En guise de réponse, Sally hoche la tête timidement. Petit à petit, les pièces du puzzle semblent trouver leur place dans son cerveau embrumé. Cette voix, ce prénom... Oui, ça pourrait coller. Les cheveux sont bruns, sans une once de gris, mais ils sont raides comme ceux de... Et cette petite tache, là, près de l'oeil... Instinctivement, Sally porte la main à son visage, comme pour vérifier que son grain de beauté à elle est toujours à sa place. La petite protubérence roule sous son doigt, exacte réplique de celle de la jeune femme en face d'elle.

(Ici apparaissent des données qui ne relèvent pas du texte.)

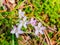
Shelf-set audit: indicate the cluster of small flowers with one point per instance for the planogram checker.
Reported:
(23, 22)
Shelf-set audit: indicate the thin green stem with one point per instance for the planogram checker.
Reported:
(12, 39)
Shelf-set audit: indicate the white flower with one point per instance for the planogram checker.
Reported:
(21, 14)
(39, 29)
(16, 32)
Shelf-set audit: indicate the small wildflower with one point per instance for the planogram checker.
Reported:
(21, 14)
(16, 32)
(1, 2)
(39, 29)
(32, 22)
(12, 1)
(22, 23)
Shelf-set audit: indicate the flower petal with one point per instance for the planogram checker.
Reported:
(17, 35)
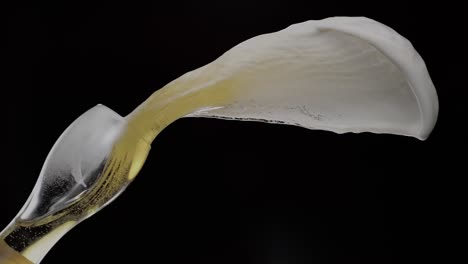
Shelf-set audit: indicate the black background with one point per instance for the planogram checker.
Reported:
(226, 191)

Sally sent la boule au creux de son ventre peser à nouveau. Cette femme, là, si souriante, si ostensiblement sûre d'elle et accueillante, serait donc... sa mère ? Sa mère, il y a, quoi... 20 ans ? Un peu moins peut-être... "C'est un rêve, c'est un rêve", se répète-t-elle intérieurement. La voix d'Anna la sort de sa torpeur. "Bon, allez, lève-toi, j'ai de la limonade au frais, et un reste de cake. Je vais te requinquer".
"Après tout, même si c'est un rêve, il n'est pas pire qu'un autre", se dit Sally, en se redressant. Et si finalement c'était l'occasion d'en apprendre un peu plus sur celle qui sera sa mère dans quelques années ? En arrivant dans la cuisine, elle reconnait le petit poste de radio. La cassette tourne, et la musique des Beach Boys emplit la pièce.
"She should be with me, It could set her free
Come with me, Be with me, A part of me"
-"ça va, la musique n'est pas trop forte ?", lui demande Anna.
-"Non, non, pas de problème, j'aime bien ces vieux groupes"
- "Hey dis-donc, la miss, tu es un peu à la masse, non ? Les Beach Boys, un vieux groupe ? Tu rigoles ! ça vient presque de sortir ! Dis... tu ne prendrais pas un peu trop de marie-jeanne, toi ?"
"Merde", s'engueule Sally intérieurement. "Encore une gaffe comme celle-là, et je suis direct expédiée dans les années 90, avec une mère neurasthénique, qui ne connait pour seule Marie-Jeanne que sa vieille cousine...".
- "Heu, oui, bien sûr, c'est... c'est cette chaleur, ça ne me réussit pas".
En lui parlant, Sally ne peut détacher son regard d'Anna. Celle-ci s'affaire, ouvrant et fermant les placards bruyamment, sortant les verres, la limonade et le cake. Ses pieds suivent la cadence du nouveau morceau des garçons de la plage. Sur la table, un cendrier garde les vestiges d'une cigarette pas très académique.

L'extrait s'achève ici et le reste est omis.